This poem has venom in the ink.
On the 28th of February, oafish Russians invaded
the old motherland of the Kyivan Rus
with missile bombardments and a tyrant’s impudence.
I thought first
of Serhiy Zhadan, asleep at home in Kharkiv
a blood-smattered copy of Mesopotamia in the rubble.
Memoir, travelogue, timely or untimely meditation
—or a mixture of all four,
the struggle of this generation
for democracy, and in our own epoch, for life itself.
Or the elfin face of Oksana Zabuzhko
weathered by daily heart-break
without tanks, a treasured copy of
Field Work in Ukrainian Sex, is just a novel,
but it will defend you and Kyiv, long I pray
as we watch the daily atrocities
with growing fury and impotent rage
as patriots stand before the altars of death
like the insurgent Ukrainian armies
written out of Soviet historiography,
just as in The Museum of Abandoned Secrets.
This time we see you and stand with you!
Myroslav Laiuk knows a wonderful word: vozdukh.*
The Russians want to take it away from him
because—they say—it was theirs so long ago
that it’s already foreign:
He says: we’re inhaling words and parts of words
“voz”… “voz”… “voz” …
it transforms into letters.
The air is redolent with courage and unspeakable deaths.
Halyna Kruk, sits her office at the University of Lviv
a sea of humanity flowing like an undammed torrent to Poland
in the age of helicopter-gunships strafing civilian trains
your 2005 Oblychchia poza svitlynoju/The Face beyond the Photograph
just haunts me now, your iridescent eyes glisten from the dust jacket.

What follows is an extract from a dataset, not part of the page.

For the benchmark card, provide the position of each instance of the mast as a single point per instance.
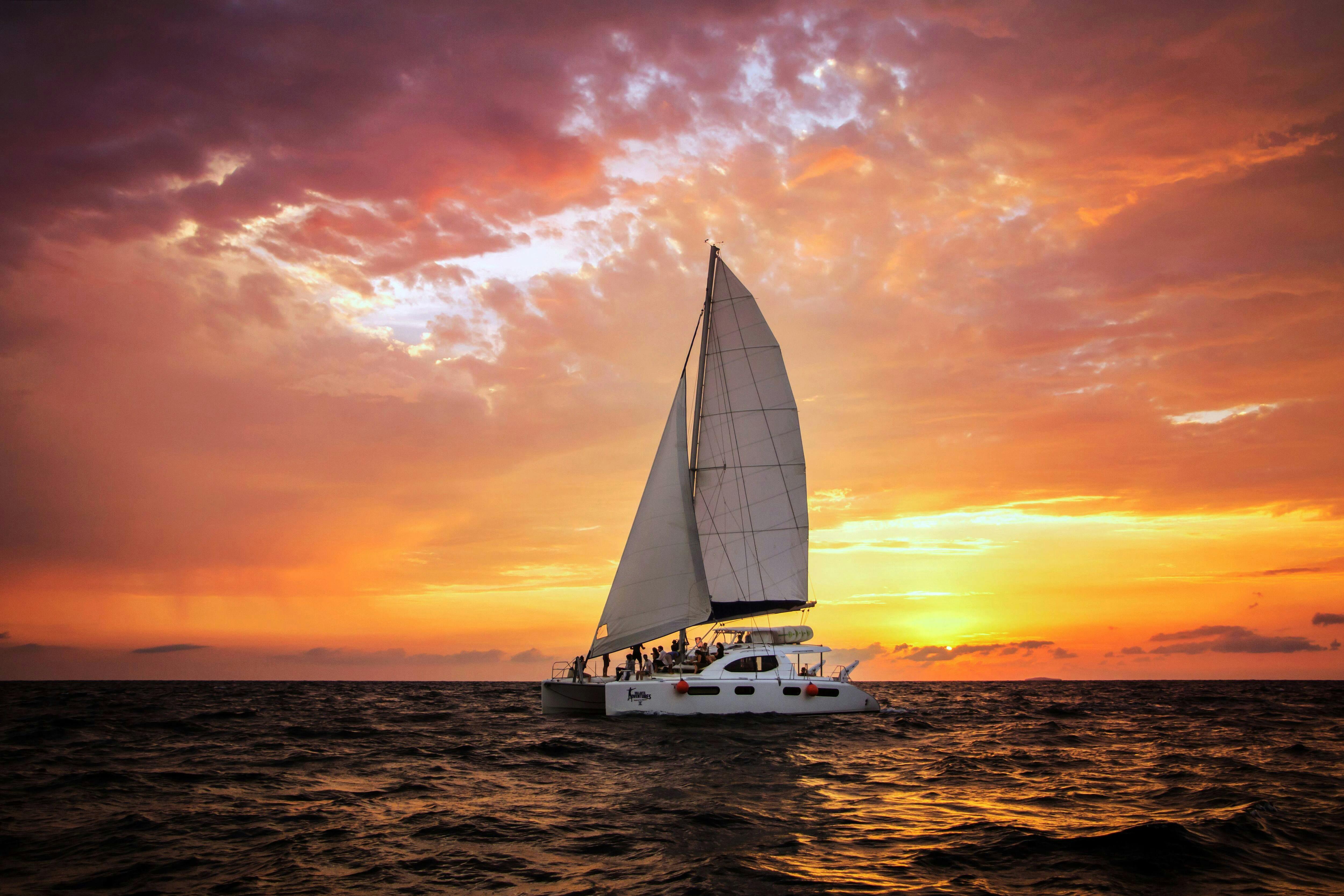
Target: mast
(699, 377)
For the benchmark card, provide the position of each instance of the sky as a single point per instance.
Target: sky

Please don’t let them kill you, the whole of Taranaki should be
demanding
Please rush to safety, Ukraine will need storytellers
and I admire your eyes as much as your lines,
dorohyy.**
Notes:
* Hard to translate as the word has gone out of usage in Ukrainian, but “the joy of air” is a reasonable approximation.
** A term of endearment like ‘dear’ or ‘cherished one’.